En cualquier caso, el riesgo existe si no se asume el reconocimiento del otro. En sentido opuesto, ¿la exclusión genera exclusión?
Claro. Hay dos lógicas retroalimentándose. Me parece una lógica muy corrosiva para el sistema político tratar de renunciar a la convivencia con el diferente en España y Catalunya. Hay una gran mayoría social que estaría dispuesta a un encuentro, a un diseño de convivencia articulado en torno a un mayor autogobierno. Si bien, esa mayoría cree que España ya no puede responder a esa demanda.
¿Hay mucho independentismo de desesperación?
Sí, que piensa que España no tiene esa madurez. El independentismo catalán ha crecido en torno a una desesperación para España sea capaz de reconocer el autogobierno de la sociedad catalana tal y como se expresó en el Estatut y en los modelos lingüísticos. Un dinamismo que ha producido desafección, pero no lógicas de encuentro. Y que ha generado finalmente lógicas centrífugas.
¿Cree que los gobiernos dialogarán?
Sí, porque ambos interlocutores han comprendido que la realidad del otro es muy insistente. En Madrid se pensó que el independentismo estaba asociado a la crisis económica, y que una vez superada se acabaría. Las elecciones demuestran que el independentismo se mueve en un 50%, que es mucho, aunque insuficiente para un proyecto de unilateralidad.
¿Y qué demuestra el triunfo de Ciudadanos?
La reacción de una parte de la sociedad catalana que se siente amenazada.
¿Cómo conseguimos que esas dos realidades entren en un horizonte de transacción?
A corto plazo es muy difícil porque hay una tensión evidente. Hay una España de un extremismo de derechas que está contaminando toda la vida política. El diálogo llegará porque no hay alternativa.
Deberíamos empezar a verlo como una oportunidad.
Claro. Una sociedad democrática es una sociedad donde las personas aprendemos. En el fondo, la democracia es un aprendizaje colectivo en momentos de gran incertidumbre como los actuales. Lo que hay que hacer es tomarse muy en serio la complejidad, ponerla en contextos de vida común y de aprendizaje colectivo. Es un problema de la capacitación de la propia sociedad. ¿Cómo hacemos para que la sociedad se organice colectivamente de modo que los ciudadanos aprendamos?

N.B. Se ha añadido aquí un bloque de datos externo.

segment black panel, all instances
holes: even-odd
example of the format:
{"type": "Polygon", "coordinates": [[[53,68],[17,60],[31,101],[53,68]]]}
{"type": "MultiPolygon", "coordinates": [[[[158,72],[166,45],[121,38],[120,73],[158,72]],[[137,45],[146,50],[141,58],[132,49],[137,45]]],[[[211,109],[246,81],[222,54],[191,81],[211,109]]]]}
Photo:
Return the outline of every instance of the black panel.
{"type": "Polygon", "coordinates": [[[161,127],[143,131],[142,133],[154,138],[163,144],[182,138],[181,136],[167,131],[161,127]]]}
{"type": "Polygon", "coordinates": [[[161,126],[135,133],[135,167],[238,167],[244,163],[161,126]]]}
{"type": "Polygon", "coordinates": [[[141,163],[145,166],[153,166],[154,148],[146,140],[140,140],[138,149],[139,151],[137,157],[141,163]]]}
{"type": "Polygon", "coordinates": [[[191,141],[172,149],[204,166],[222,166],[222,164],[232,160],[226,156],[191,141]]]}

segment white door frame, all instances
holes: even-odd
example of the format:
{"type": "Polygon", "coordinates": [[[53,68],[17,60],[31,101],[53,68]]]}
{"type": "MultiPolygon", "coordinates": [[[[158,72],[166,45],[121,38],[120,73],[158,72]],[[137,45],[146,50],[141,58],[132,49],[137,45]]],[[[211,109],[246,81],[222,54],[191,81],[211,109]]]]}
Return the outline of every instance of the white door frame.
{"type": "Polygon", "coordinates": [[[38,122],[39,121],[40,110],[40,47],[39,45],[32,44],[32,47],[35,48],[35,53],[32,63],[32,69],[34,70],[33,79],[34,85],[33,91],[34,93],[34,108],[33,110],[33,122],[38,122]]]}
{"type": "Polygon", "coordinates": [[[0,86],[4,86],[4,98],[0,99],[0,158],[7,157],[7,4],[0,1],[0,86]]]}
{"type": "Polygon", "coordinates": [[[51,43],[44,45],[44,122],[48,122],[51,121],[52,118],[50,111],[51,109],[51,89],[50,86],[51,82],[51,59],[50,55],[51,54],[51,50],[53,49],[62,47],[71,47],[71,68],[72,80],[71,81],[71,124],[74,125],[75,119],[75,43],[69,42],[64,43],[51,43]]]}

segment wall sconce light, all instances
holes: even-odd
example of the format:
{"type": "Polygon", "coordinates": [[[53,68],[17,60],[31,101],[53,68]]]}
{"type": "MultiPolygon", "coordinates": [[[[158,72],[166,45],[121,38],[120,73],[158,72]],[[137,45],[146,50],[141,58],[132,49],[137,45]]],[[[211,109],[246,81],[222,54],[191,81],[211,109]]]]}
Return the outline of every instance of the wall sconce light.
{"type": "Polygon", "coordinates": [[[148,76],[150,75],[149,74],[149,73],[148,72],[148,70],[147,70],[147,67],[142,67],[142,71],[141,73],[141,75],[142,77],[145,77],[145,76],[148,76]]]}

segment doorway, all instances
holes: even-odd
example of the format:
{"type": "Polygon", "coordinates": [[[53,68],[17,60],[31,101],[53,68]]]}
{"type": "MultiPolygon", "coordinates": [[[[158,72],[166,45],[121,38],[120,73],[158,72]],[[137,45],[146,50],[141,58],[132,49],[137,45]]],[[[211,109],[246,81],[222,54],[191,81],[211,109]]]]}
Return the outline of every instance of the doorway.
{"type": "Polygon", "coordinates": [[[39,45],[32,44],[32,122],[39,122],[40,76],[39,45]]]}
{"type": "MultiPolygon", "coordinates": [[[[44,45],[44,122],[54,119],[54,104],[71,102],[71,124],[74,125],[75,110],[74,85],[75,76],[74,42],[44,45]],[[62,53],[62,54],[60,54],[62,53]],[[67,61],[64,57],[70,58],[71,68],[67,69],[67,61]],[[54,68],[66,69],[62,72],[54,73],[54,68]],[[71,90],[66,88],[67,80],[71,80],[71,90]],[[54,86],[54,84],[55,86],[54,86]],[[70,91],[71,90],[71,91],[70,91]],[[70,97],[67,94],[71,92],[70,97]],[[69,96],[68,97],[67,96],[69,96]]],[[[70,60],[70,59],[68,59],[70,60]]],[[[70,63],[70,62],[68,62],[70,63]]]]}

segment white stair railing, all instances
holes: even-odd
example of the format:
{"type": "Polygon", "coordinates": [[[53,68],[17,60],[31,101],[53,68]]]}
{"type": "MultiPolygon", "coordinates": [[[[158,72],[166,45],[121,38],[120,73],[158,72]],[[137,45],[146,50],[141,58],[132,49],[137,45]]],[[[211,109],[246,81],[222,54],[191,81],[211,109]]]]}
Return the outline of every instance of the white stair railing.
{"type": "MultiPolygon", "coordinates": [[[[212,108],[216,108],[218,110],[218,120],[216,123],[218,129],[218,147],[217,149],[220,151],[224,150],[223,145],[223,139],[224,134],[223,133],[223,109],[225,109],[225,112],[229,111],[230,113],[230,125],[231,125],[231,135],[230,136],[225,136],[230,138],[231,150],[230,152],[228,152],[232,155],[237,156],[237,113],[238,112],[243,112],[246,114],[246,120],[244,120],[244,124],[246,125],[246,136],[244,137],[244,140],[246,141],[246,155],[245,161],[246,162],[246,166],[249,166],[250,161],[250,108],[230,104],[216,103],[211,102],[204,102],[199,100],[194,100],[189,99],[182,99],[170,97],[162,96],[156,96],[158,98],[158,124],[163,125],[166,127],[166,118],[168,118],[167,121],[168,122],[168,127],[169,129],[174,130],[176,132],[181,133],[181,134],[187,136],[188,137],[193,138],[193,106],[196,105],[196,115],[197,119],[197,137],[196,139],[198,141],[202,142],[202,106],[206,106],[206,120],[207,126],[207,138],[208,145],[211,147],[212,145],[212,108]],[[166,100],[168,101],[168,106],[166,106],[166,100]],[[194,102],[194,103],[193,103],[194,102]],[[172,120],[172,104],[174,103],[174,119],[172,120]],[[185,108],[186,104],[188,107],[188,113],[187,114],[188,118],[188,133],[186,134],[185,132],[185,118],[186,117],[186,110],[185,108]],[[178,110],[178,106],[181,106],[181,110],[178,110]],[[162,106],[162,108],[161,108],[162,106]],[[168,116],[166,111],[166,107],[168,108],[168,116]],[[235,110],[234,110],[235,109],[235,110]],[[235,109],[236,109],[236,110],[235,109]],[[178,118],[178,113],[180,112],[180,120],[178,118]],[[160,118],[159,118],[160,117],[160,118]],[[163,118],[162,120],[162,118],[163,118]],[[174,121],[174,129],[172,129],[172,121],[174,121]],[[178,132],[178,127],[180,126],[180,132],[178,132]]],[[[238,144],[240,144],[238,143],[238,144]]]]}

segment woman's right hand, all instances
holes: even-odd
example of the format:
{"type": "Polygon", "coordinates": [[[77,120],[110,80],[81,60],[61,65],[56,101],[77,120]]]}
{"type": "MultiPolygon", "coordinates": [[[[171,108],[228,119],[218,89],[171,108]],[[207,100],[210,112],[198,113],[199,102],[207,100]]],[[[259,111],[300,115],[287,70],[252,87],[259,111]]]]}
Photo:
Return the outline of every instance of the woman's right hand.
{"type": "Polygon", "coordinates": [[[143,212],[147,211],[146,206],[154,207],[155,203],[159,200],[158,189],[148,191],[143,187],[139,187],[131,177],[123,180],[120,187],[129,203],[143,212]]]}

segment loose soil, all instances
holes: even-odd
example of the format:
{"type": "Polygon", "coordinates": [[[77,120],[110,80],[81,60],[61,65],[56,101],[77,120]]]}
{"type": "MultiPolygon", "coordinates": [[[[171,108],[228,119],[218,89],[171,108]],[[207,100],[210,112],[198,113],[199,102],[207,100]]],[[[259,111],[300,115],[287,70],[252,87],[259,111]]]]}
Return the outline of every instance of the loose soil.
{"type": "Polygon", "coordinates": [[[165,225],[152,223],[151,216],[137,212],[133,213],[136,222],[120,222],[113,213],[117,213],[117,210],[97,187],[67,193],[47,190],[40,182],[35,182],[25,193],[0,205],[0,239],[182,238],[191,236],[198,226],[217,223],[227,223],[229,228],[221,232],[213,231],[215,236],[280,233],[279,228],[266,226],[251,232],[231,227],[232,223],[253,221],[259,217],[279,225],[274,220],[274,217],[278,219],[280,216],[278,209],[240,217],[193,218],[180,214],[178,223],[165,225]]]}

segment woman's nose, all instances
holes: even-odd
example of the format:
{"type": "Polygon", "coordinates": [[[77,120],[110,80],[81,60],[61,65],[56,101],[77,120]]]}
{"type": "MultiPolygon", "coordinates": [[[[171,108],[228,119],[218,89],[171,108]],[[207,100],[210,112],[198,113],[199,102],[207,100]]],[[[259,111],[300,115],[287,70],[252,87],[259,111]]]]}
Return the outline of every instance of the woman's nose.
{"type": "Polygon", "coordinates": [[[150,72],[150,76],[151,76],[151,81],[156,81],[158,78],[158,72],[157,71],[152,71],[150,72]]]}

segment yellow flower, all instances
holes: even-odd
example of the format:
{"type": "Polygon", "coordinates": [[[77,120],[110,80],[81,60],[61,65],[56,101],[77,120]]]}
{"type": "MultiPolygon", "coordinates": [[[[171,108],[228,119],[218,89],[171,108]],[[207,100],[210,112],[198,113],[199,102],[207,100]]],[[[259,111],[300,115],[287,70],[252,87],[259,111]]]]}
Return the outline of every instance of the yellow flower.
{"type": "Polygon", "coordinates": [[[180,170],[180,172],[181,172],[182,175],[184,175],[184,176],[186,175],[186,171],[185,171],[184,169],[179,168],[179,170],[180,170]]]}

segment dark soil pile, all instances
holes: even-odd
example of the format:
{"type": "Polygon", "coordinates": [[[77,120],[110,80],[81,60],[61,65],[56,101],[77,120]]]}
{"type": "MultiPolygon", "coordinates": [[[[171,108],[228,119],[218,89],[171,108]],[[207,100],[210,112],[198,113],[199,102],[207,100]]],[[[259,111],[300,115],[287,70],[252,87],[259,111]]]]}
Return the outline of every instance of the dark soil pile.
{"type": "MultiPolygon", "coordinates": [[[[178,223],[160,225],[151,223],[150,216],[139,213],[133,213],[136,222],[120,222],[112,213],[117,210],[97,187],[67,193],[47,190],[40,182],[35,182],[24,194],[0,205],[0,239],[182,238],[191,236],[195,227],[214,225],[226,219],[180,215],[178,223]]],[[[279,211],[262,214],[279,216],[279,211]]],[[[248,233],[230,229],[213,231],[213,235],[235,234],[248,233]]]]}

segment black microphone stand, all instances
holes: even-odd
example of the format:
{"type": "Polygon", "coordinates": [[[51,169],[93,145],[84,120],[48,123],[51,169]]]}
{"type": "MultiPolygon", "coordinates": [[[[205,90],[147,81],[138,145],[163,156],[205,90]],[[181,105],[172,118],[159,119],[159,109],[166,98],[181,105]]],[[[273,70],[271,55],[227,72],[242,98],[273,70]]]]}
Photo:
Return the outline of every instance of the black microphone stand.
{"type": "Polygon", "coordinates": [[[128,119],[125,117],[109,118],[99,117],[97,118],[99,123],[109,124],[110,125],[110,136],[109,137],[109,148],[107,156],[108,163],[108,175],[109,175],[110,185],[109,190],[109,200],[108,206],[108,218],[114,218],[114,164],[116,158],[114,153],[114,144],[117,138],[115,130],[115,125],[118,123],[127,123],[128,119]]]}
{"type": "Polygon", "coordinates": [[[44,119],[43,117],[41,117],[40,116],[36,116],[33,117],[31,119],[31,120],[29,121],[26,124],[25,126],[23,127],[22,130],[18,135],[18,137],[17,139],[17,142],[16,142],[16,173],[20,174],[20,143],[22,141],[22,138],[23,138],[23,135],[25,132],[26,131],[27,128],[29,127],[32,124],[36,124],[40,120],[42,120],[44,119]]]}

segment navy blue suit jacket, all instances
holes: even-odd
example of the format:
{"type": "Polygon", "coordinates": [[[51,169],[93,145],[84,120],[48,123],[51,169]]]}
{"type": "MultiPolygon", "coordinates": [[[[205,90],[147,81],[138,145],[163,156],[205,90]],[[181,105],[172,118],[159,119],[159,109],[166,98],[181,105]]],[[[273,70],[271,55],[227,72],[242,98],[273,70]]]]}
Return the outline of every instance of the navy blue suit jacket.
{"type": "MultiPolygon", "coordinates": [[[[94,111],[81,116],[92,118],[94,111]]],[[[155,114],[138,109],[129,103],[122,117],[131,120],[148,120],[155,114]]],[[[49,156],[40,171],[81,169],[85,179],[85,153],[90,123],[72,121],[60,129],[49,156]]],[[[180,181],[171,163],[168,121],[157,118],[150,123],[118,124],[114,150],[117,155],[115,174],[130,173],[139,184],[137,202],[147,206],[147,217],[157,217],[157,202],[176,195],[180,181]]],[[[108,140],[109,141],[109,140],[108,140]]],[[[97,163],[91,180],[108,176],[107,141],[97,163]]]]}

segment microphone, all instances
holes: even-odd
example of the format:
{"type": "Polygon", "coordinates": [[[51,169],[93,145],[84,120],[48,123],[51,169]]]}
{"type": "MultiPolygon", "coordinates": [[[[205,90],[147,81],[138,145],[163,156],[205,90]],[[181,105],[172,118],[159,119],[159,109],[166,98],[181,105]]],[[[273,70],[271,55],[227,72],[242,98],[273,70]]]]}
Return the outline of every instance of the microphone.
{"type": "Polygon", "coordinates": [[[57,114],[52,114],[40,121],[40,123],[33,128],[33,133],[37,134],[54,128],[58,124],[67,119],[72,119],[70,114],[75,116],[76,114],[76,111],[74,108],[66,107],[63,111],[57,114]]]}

Buena pregunta señor Innerarity. ¿Cómo?
Con experiencias compartidas. Un niño en una selva o una persona aislada no entiende la riqueza de una sociedad democrática, la apertura al otro. Sin el otro no existiría ni la amistad ni el conflicto, que forma parte de la vida. Es que sin el otro, ni siquiera tendríamos conciencia de que somos un yo.